# 16mm2 wire maximum current (fuse)



## hhhh (Dec 2, 2005)

Hi! 

As we all know, a 600W inverter uses 50 amps when fully loaded. The thing that puzzles me that what is the maximum current that a 16 mm2 wire can take ? Various sources state it's 50 A 

Can/should I use for example 60 A mini-ANL fuse as a main fuse to the inverter without using the wire as a fuse instead...

Thanks!


----------



## pippin (Nov 15, 2007)

Lot of confusion there in the phrase "maximum current that a xx mm2 wire can take".

It depends on many factors.

How long the piece of wire is. 
Whether it is in free air and ventilated.
Whether the current is passed continuously.
What surface temperature can be tolerated.

For instance the 2.5mm2 cable commonly used in UK ring main wiring is supposed to be uprated to 4mm2 if it is running under a thick blanket of insulation. Nobody does though!

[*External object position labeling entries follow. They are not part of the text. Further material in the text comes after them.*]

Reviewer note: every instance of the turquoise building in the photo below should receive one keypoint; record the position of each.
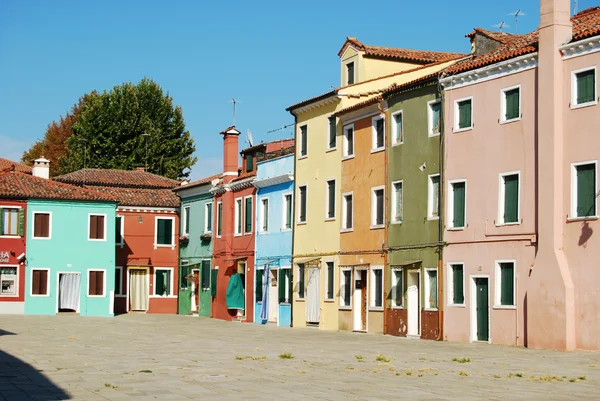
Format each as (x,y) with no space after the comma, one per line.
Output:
(274,223)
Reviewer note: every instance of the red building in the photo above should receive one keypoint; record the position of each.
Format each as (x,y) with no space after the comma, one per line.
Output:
(147,247)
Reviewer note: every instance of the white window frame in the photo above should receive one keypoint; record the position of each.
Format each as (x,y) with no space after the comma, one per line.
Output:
(342,305)
(206,230)
(501,201)
(374,224)
(373,289)
(327,218)
(457,114)
(16,281)
(428,289)
(31,294)
(171,280)
(393,216)
(450,211)
(156,244)
(49,237)
(105,224)
(573,215)
(498,284)
(87,289)
(374,148)
(430,215)
(450,281)
(395,128)
(430,104)
(345,154)
(393,297)
(345,211)
(503,91)
(574,104)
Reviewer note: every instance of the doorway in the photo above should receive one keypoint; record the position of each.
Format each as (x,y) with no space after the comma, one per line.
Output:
(413,297)
(359,314)
(138,290)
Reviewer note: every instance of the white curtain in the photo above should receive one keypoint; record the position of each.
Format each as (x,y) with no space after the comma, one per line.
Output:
(138,290)
(313,307)
(69,290)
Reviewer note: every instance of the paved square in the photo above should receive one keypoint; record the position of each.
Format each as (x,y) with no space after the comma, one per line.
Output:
(139,357)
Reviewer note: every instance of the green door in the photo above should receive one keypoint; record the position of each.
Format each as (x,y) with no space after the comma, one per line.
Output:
(483,328)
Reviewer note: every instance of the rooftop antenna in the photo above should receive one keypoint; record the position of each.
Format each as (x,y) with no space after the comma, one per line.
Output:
(518,14)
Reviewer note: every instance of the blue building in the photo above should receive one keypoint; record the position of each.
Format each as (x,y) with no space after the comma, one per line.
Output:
(274,222)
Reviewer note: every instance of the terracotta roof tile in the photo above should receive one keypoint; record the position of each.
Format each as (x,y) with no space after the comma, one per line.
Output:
(117,178)
(25,186)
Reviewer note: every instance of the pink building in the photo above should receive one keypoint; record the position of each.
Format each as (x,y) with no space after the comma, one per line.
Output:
(521,198)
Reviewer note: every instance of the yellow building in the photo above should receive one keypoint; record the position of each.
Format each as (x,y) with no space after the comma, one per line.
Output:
(365,72)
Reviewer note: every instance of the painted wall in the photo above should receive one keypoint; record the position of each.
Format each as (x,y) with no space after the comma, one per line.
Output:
(69,250)
(13,247)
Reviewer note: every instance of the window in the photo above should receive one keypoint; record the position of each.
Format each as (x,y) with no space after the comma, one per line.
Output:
(238,216)
(186,220)
(348,150)
(397,202)
(162,282)
(430,289)
(208,217)
(97,227)
(264,215)
(378,129)
(457,204)
(511,104)
(332,133)
(42,225)
(301,280)
(329,295)
(397,288)
(346,288)
(377,207)
(287,200)
(397,128)
(434,109)
(11,221)
(433,200)
(583,190)
(509,198)
(456,292)
(330,200)
(164,235)
(377,287)
(8,279)
(303,141)
(463,114)
(302,209)
(95,283)
(583,91)
(350,73)
(505,283)
(39,282)
(347,212)
(248,215)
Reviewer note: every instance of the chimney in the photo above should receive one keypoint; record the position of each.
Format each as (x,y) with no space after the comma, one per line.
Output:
(41,168)
(230,154)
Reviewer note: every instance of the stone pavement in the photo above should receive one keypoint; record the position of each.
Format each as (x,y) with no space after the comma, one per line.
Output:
(152,357)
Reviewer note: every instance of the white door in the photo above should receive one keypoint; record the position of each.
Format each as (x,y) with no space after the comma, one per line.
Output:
(313,307)
(413,303)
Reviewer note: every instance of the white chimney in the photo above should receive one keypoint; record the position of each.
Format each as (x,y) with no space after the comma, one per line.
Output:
(41,168)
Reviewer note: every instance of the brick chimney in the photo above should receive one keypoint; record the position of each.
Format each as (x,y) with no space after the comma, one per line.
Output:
(41,168)
(230,153)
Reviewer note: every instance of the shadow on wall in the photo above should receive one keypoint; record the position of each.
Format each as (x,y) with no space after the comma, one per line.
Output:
(21,381)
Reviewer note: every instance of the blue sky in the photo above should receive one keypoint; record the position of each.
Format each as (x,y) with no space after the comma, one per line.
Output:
(266,54)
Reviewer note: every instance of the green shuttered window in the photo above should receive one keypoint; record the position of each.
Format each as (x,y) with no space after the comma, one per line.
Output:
(586,190)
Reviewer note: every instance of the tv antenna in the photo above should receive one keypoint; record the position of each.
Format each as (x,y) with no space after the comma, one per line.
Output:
(518,14)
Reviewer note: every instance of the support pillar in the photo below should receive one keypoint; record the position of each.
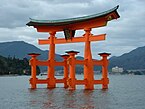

I suspect that your piece of cable has been rated at 50A with the various factors taken into account and that for it to "fuse" (ie burn out) would require significantly higher current to flow.


----------



## hhhh (Dec 2, 2005)

Hi! 

The cable is about 1.5 metres long and it'll be connected to the battery under the seat.


----------



## olley (May 1, 2005)

Hi standard 16mm2 battery cable is rated at about 110amps.

Olley


----------



## CliveMott (Mar 10, 2008)

*CABLE FUSE RATINGS*

In general terms Olley is about right.
The fuses are ONLY to protect the wiring, not the devices on the other end.
In 12 volt applications we generally use cables with a current rating well in excess of the actual current flowing in the application because the voltage drop along the cable is more important. A cable in a mains application can afford to lose say 2 or 3 volts in 230 and we will hardly notice the difference, but losing 3 volts in 12 is far too much.

As had been said it also depends on the insulation temperature rating of the cable, the thermal resistance of the insulation, if its a single cable or in a bunch, if its in free air or in a confined space or even within thermal insulation.
BUT in 12 volt applications the size of the cable is so much bigger than that required by the actual current flowing that none of the above restraints are likely to apply.

Don,t forget that fuses also work by getting hot and this means a voltage drop across the fuse. Use quality low melting point fuses and have them rated well above the normal operating currents if at all possible.
C.


----------